От политики, общественности и морали на этой земле никуда не уйти, а уж Нобелевскому комитету и подавно. Первое же присуждение литературной премии в 1901 году сопровождалось изрядной неловкостью: любой профан понимал, что русский граф и писатель Лев Толстой позначительней будет французского стихотворца Сюлли-Прюдома, награжденного за «выдающиеся литературные достоинства, в особенности же за высокий идеализм, художественное совершенство, а также за необычное сочетание душевности и таланта, о чем свидетельствуют его книги». И хотя Лев Николаевич, возможно, отказался бы от награды и спровоцировал конфликт в самом зародыше великой традиции, премии ему никто не предлагал ни тогда, ни потом, ибо к тому времени знаменитый старик бесповоротно испортил свои отношения с церковью и государством, развивая в многочисленных сочинениях опаснейшие анархические воззрения, а это уже ни в какие ворота.

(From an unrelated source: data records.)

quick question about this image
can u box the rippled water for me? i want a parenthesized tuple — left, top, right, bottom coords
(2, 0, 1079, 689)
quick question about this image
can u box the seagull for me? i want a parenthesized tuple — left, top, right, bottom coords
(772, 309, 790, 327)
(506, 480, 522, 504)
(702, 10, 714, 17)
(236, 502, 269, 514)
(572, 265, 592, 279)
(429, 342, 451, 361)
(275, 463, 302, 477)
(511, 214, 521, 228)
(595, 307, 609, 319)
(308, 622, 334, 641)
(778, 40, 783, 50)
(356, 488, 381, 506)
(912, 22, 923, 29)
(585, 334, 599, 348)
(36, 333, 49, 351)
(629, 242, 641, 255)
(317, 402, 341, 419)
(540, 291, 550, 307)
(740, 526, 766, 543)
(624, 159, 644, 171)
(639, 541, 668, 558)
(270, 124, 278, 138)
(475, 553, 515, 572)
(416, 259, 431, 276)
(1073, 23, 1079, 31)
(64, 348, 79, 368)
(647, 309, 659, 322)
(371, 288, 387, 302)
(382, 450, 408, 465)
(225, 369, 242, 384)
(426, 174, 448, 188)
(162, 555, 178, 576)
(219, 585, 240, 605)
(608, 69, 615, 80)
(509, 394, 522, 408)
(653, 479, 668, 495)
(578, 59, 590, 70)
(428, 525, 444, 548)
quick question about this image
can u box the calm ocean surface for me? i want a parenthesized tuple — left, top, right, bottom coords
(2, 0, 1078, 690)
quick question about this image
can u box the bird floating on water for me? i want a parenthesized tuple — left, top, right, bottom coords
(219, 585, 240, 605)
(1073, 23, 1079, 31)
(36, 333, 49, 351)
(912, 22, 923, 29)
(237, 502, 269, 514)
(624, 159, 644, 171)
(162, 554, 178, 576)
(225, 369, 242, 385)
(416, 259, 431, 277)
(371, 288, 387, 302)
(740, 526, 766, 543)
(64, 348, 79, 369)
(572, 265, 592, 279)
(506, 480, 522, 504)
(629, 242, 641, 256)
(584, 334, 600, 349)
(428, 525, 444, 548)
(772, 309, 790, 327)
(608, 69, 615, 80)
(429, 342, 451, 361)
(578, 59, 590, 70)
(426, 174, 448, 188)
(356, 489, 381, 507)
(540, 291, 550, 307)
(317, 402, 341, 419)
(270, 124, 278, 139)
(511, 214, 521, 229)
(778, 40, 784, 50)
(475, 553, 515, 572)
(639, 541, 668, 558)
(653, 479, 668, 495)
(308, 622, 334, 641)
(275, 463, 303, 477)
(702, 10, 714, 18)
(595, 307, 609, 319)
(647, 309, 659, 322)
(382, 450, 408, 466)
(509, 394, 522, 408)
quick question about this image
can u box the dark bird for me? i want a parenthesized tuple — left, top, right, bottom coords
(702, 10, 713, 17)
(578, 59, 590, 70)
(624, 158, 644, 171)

Проблема эта нешуточная — поди предугадай, что будет по ходу Лекции кричать на весь мир, захлебываясь от ненависти, презрения и ослепительного сарказма, Луи Фердинанд, допустим, Селин и какое еще неприличие задумает учинить на глазах у почтеннейшей публики Жан, к примеру, Жене. Писателей подобного типа стокгольмские академики не видят в упор, и тут никакие художественные заслуги не помогут, только усугубят, да и кто шведов, положа руку на сердце, серьезно осудит, если Селин, литератор великий, той же недрогнувшей кистью живописал погремушки для наших с вами погромов, а Жене, уж какой изрядный нарратор, с возрастом перестав быть подстилкой для международной криминальной шпаны, начал идейно совокупляться со всем терроризмом на свете, не упустив ни «Черных пантер» из Америки, ни «Красную армию» Баадера — Майнхоф из Европы, ни смуглокожих и гибких, как палестинская лоза, отроков с автоматами Калашникова, что на сопредельных с нами просторах, не говоря уже о том, что всю свою долгую жизнь во словесности выворачивал наизнанку мораль, прославляя кровавое очарованье предательства, — с этим что делать, скажите? То и делать, что ничего не давать, хватит с них публикаций.